Alguna vez leí que a William Faulkner, cada que terminaba un cuento o una novela, le gustaba convocar a sus vecinos o a sus viejos amigos para leerles en voz alta lo que había construido en su soledad de escritor. Y lo hacía para evidenciar el tedio, la sorpresa, la alegría, el desconcierto que los espectadores evocaban mientras pasaba las páginas de: “Santuario”, “¡Absalón, Absalón!”, “Mientras agonizo”, ¡qué sé yo!
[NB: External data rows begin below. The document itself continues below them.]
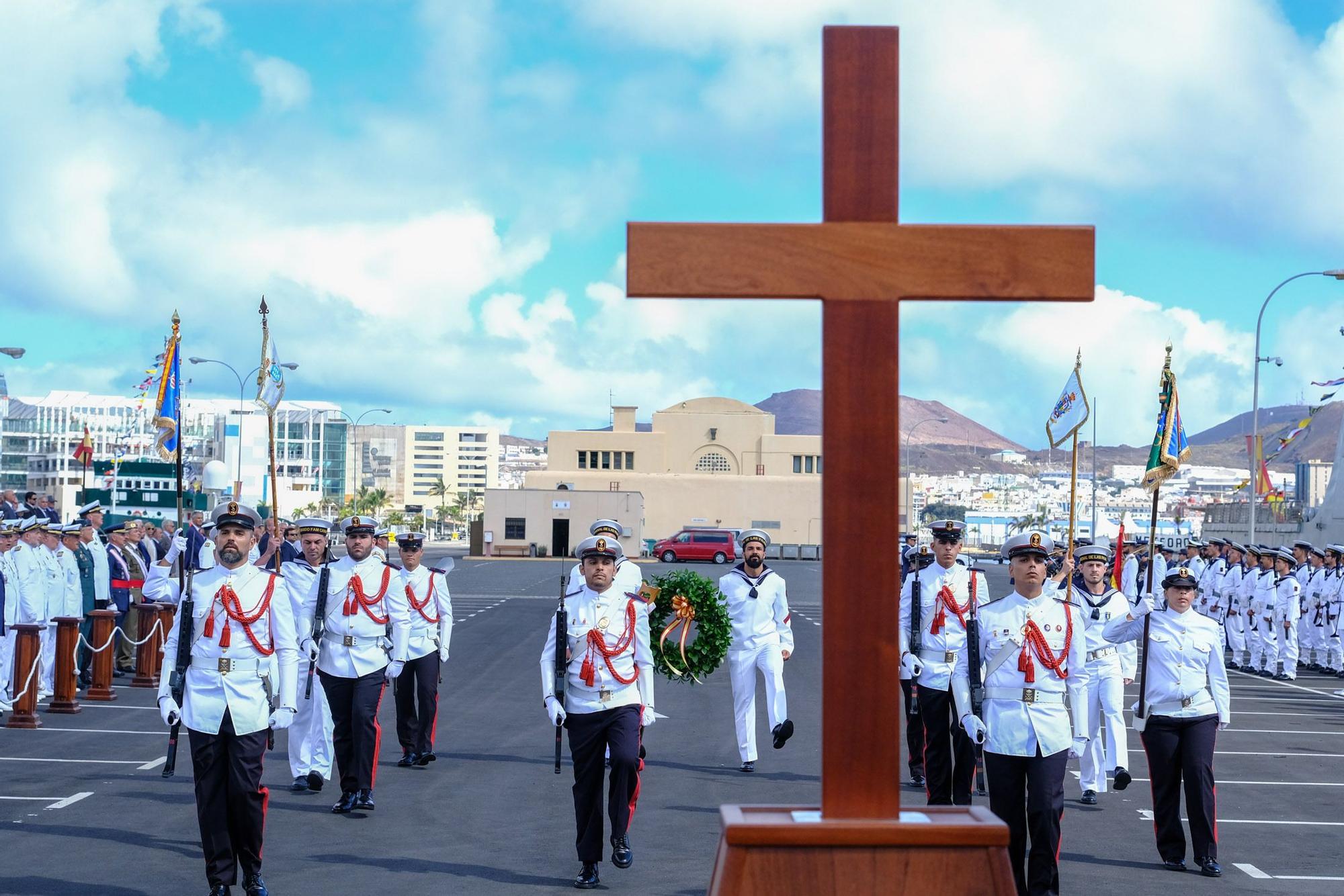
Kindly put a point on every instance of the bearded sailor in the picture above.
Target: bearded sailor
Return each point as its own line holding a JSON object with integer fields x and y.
{"x": 759, "y": 607}
{"x": 432, "y": 629}
{"x": 243, "y": 619}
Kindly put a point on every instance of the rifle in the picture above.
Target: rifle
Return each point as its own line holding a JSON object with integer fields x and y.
{"x": 978, "y": 686}
{"x": 178, "y": 678}
{"x": 319, "y": 617}
{"x": 562, "y": 664}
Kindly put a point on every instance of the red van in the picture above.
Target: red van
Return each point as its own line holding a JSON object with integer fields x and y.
{"x": 698, "y": 545}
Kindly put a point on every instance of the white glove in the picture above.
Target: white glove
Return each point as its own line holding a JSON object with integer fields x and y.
{"x": 912, "y": 664}
{"x": 170, "y": 711}
{"x": 177, "y": 549}
{"x": 556, "y": 711}
{"x": 974, "y": 727}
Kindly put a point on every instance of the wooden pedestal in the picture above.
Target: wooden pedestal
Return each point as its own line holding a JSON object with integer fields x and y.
{"x": 64, "y": 676}
{"x": 104, "y": 621}
{"x": 26, "y": 649}
{"x": 765, "y": 851}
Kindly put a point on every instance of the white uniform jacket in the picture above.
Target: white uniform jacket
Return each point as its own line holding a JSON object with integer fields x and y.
{"x": 596, "y": 683}
{"x": 943, "y": 632}
{"x": 357, "y": 631}
{"x": 1023, "y": 715}
{"x": 759, "y": 609}
{"x": 1186, "y": 674}
{"x": 431, "y": 611}
{"x": 230, "y": 676}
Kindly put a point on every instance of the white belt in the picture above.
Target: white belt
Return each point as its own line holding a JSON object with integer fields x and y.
{"x": 1025, "y": 695}
{"x": 225, "y": 666}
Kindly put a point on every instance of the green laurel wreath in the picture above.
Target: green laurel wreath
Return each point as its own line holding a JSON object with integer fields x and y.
{"x": 713, "y": 628}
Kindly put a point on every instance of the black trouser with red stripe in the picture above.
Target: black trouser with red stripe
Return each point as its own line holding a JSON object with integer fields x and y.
{"x": 417, "y": 686}
{"x": 950, "y": 756}
{"x": 591, "y": 737}
{"x": 230, "y": 801}
{"x": 1027, "y": 793}
{"x": 355, "y": 730}
{"x": 1182, "y": 752}
{"x": 915, "y": 731}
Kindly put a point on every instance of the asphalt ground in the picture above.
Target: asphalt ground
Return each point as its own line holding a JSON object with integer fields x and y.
{"x": 84, "y": 808}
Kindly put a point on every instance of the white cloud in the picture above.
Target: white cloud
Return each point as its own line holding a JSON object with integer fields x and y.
{"x": 284, "y": 87}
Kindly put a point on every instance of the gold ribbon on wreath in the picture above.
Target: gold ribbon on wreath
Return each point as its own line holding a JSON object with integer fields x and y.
{"x": 685, "y": 615}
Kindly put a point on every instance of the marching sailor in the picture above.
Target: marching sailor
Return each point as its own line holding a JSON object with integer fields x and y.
{"x": 1109, "y": 670}
{"x": 628, "y": 577}
{"x": 1187, "y": 705}
{"x": 950, "y": 594}
{"x": 366, "y": 627}
{"x": 1036, "y": 651}
{"x": 432, "y": 629}
{"x": 311, "y": 735}
{"x": 241, "y": 620}
{"x": 608, "y": 701}
{"x": 759, "y": 608}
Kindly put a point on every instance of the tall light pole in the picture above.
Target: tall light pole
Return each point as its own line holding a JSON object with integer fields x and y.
{"x": 1338, "y": 273}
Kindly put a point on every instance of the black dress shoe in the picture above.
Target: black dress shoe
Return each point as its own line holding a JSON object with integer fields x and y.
{"x": 622, "y": 854}
{"x": 588, "y": 878}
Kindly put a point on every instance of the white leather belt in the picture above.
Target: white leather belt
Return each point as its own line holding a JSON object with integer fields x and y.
{"x": 1025, "y": 695}
{"x": 225, "y": 666}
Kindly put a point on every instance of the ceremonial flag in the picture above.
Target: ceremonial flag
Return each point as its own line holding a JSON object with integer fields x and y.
{"x": 1171, "y": 448}
{"x": 1070, "y": 412}
{"x": 169, "y": 406}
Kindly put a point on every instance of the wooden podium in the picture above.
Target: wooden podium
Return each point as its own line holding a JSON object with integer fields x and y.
{"x": 861, "y": 263}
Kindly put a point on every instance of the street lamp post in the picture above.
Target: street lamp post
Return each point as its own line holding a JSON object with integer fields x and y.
{"x": 1338, "y": 275}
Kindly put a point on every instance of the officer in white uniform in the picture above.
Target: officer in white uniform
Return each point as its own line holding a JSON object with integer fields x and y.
{"x": 1187, "y": 705}
{"x": 241, "y": 619}
{"x": 366, "y": 627}
{"x": 1036, "y": 649}
{"x": 628, "y": 577}
{"x": 950, "y": 596}
{"x": 432, "y": 631}
{"x": 1109, "y": 670}
{"x": 763, "y": 639}
{"x": 608, "y": 702}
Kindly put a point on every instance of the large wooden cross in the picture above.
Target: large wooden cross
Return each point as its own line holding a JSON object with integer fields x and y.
{"x": 861, "y": 264}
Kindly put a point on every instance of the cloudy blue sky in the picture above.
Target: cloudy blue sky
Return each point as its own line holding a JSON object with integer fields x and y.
{"x": 432, "y": 195}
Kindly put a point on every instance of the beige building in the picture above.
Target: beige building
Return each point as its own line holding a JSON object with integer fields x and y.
{"x": 705, "y": 463}
{"x": 556, "y": 521}
{"x": 407, "y": 461}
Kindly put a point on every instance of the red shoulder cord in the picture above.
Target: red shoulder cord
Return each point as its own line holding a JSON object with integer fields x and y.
{"x": 235, "y": 612}
{"x": 947, "y": 600}
{"x": 429, "y": 596}
{"x": 1037, "y": 643}
{"x": 357, "y": 600}
{"x": 597, "y": 643}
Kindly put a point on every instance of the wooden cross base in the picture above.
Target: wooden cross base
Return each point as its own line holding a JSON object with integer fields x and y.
{"x": 765, "y": 851}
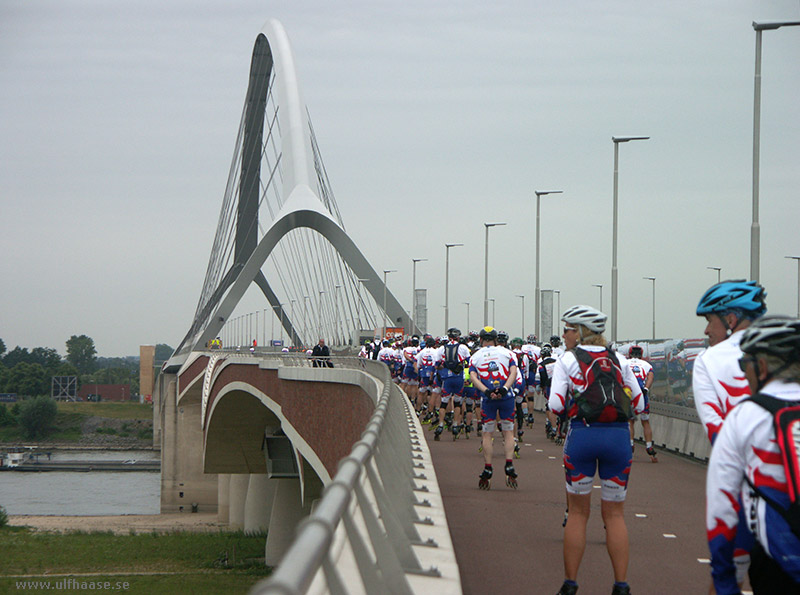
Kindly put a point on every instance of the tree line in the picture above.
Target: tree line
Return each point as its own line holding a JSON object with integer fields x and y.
{"x": 29, "y": 373}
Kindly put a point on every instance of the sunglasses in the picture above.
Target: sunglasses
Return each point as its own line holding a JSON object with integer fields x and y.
{"x": 744, "y": 360}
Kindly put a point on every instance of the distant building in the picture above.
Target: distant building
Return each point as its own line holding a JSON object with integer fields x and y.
{"x": 105, "y": 392}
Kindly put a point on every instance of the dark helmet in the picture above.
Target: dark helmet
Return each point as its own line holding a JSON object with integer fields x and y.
{"x": 774, "y": 335}
{"x": 488, "y": 334}
{"x": 746, "y": 297}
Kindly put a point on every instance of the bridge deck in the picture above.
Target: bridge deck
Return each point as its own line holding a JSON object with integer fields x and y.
{"x": 510, "y": 541}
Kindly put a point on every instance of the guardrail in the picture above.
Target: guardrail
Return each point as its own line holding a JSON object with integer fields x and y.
{"x": 364, "y": 534}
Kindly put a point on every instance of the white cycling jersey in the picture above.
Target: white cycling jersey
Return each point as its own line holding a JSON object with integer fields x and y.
{"x": 746, "y": 447}
{"x": 718, "y": 384}
{"x": 568, "y": 379}
{"x": 640, "y": 369}
{"x": 410, "y": 355}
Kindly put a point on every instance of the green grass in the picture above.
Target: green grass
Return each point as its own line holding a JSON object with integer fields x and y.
{"x": 151, "y": 563}
{"x": 125, "y": 410}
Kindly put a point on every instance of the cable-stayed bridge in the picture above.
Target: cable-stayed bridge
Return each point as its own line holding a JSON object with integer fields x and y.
{"x": 332, "y": 462}
{"x": 280, "y": 227}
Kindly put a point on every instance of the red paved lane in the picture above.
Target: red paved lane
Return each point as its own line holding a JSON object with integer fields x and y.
{"x": 510, "y": 541}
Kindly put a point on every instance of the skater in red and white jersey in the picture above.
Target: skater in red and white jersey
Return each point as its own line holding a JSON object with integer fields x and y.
{"x": 747, "y": 466}
{"x": 643, "y": 372}
{"x": 718, "y": 383}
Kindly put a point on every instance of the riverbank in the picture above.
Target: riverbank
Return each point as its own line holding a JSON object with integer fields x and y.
{"x": 127, "y": 524}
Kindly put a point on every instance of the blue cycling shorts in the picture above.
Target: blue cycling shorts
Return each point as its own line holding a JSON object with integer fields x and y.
{"x": 603, "y": 447}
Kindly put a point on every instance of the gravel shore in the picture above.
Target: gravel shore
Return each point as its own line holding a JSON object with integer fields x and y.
{"x": 123, "y": 524}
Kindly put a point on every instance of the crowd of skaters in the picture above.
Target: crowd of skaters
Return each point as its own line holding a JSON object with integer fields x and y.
{"x": 593, "y": 395}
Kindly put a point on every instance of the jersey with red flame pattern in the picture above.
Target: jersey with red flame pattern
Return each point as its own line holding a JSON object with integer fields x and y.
{"x": 718, "y": 384}
{"x": 568, "y": 379}
{"x": 746, "y": 446}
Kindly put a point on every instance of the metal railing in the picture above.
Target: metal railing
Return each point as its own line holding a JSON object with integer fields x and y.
{"x": 368, "y": 513}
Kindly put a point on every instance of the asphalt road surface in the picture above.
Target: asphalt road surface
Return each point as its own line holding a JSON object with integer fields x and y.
{"x": 510, "y": 541}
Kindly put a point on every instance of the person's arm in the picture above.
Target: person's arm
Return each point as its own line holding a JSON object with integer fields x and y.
{"x": 705, "y": 399}
{"x": 559, "y": 387}
{"x": 723, "y": 485}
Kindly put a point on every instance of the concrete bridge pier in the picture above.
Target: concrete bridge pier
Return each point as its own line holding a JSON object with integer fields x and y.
{"x": 237, "y": 497}
{"x": 223, "y": 497}
{"x": 258, "y": 504}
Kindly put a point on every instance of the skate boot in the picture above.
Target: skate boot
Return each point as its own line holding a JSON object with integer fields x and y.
{"x": 651, "y": 452}
{"x": 511, "y": 476}
{"x": 485, "y": 479}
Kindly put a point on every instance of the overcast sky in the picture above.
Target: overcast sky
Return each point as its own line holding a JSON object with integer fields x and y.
{"x": 118, "y": 122}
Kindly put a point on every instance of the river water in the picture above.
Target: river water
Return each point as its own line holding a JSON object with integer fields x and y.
{"x": 73, "y": 493}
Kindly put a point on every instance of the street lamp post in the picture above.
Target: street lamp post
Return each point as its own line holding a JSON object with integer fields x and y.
{"x": 755, "y": 230}
{"x": 358, "y": 307}
{"x": 536, "y": 311}
{"x": 337, "y": 320}
{"x": 797, "y": 258}
{"x": 305, "y": 318}
{"x": 653, "y": 279}
{"x": 447, "y": 284}
{"x": 383, "y": 335}
{"x": 600, "y": 285}
{"x": 294, "y": 322}
{"x": 319, "y": 313}
{"x": 414, "y": 324}
{"x": 486, "y": 275}
{"x": 617, "y": 140}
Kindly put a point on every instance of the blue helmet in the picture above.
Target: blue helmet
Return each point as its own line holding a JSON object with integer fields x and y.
{"x": 746, "y": 297}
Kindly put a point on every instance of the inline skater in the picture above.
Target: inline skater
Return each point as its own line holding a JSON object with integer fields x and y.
{"x": 588, "y": 383}
{"x": 520, "y": 387}
{"x": 493, "y": 370}
{"x": 718, "y": 384}
{"x": 544, "y": 375}
{"x": 410, "y": 378}
{"x": 425, "y": 367}
{"x": 748, "y": 460}
{"x": 450, "y": 363}
{"x": 643, "y": 372}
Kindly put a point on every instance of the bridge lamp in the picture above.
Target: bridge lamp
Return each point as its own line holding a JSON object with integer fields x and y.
{"x": 755, "y": 230}
{"x": 537, "y": 316}
{"x": 617, "y": 140}
{"x": 447, "y": 284}
{"x": 414, "y": 292}
{"x": 384, "y": 300}
{"x": 486, "y": 274}
{"x": 653, "y": 279}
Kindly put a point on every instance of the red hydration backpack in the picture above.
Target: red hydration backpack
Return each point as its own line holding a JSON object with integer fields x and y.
{"x": 786, "y": 421}
{"x": 604, "y": 399}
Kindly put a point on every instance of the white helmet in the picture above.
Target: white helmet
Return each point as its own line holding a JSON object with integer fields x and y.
{"x": 589, "y": 317}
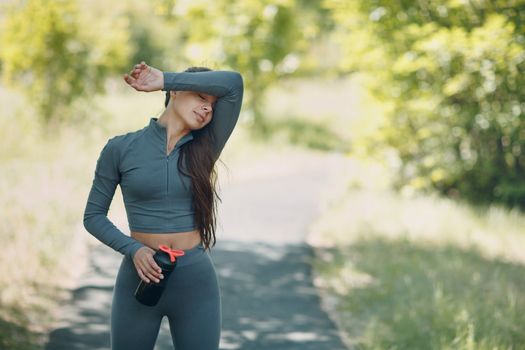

Recordando esa anécdota, imaginé qué pasaría si en medio de esas frases de prosa dura y clara: “y nos hemos librado del amor como nos hemos librado de Cristo” o “le diré que todo el mundo puede cometer un error, pero no todos saben salir de él sin pérdidas”, de repente, en ese silencio de seres concentrados, se oyera el estrepitoso ruido de un celular, capaz de desconcentrar incluso a un ser hipnótico después de escuchar melodías agudas, canciones de despecho, vallenatos, reguetón al detal, algún gallo mañanero, una canción de moda bajada de internet o esos ruidos fastidiosos de: ¡Contesteeeeee! ¡Contesteeeeee!
No quiero imaginarme la cara del maestro Faulkner interrumpiendo una de esas frases arduamente construidas para darle la cara de frente a ese impertinente aparato y a su maleducado portador. Por fortuna esas eran épocas silenciosas, respetuosas, creo yo, de atenta escucha o de sueño profundo si la lectura no lograba su cometido. Cuando se estaba en un lugar se estaba en ese lugar, ahora pareciera que muchos quieren estar en muchos espacios a la vez y así no se está en ninguna parte.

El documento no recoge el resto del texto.